How large are your matrices? Most ALGLIB algorithms are optimized for moderate/large data, when allocation penalty is not that high when compared with data processing cost. I suppose that you call ALGLIB functions many times for very small amounts of data. Is it right?
I agree that efficient algorithm should use dynamic allocations as infrequently as possible. Algorithms which were implemented within several last years (optimizers) cache as much as possible. But some old algorithms (linear algebra, for example) still do not store dynamically allocated arrays between calls.
However, it has only moderate influence on their performance. I've made experiments with rmatrixsvd() - it achieves quite good speedup with 4 threads on even small matrices:
Code:
MATRIX SIZE SPEEDUP
512 3.89
64 3.88
32 3.69
16 2.94
All timings were done on my Intel Core2 with 4 cores and 4 worker threads. You may see that speedup decreases for small matrices (due to dynamic allocation penalty), but even with N=32 calls to rmatrixsvd() have moderate dynamic allocations overhead. So I suppose that either you've tried to work with very small matrices (below N=32), or performance deterioration you''ve seen has other reasons.

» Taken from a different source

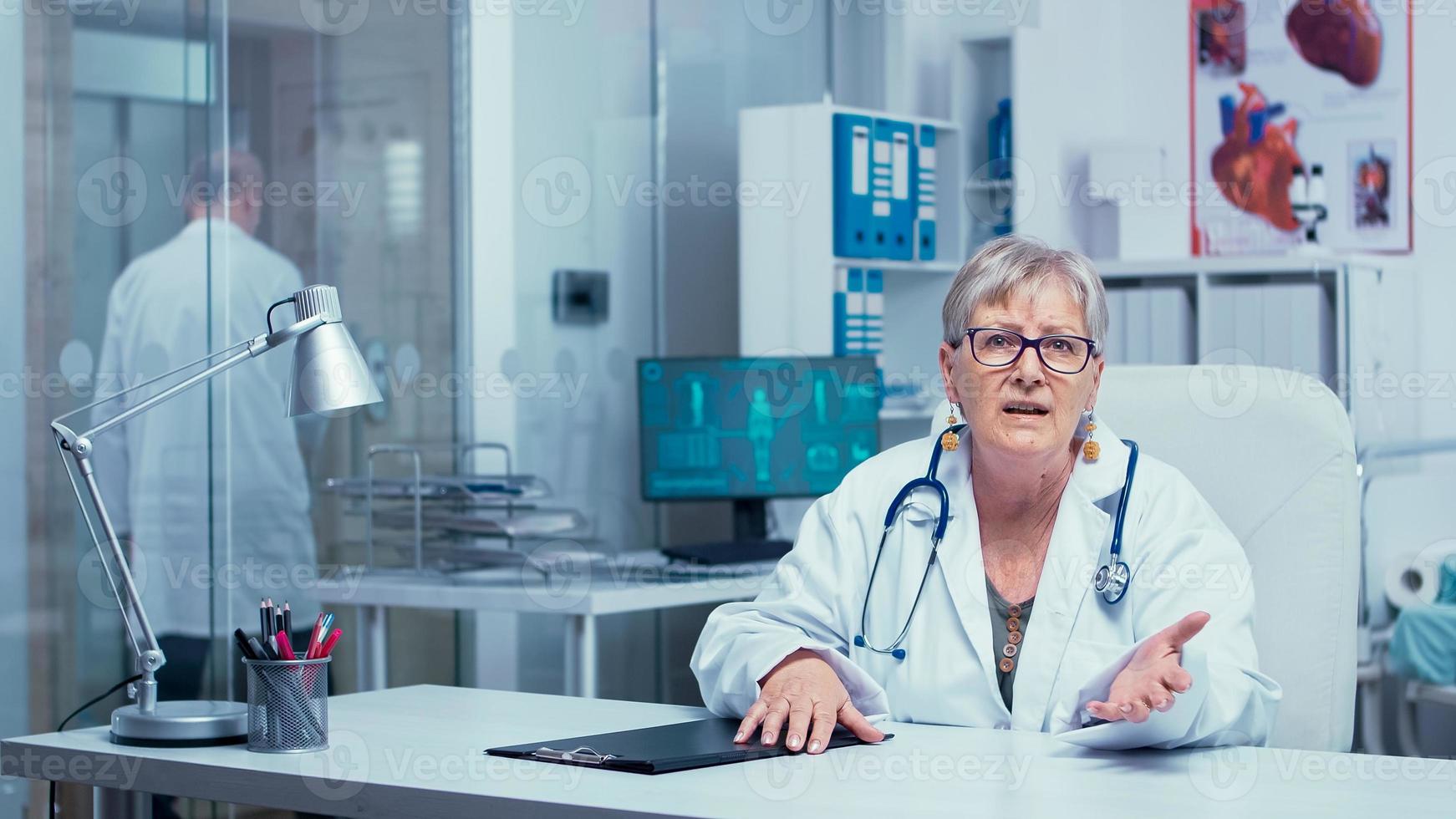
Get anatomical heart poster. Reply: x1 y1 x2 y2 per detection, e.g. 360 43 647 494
1189 0 1411 256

Attachment contains source code which I've used to test. ALGLIB 3.3.0 was used.
In any case, you've opened interesting question, and I think that ability to store temporaries between calls to linear algebra functions (and some other functions too) will be added to one of the next ALGLIB releases (3.4.0 is almost ready, there is not so much time left before release, so it may wait for 3.5.0).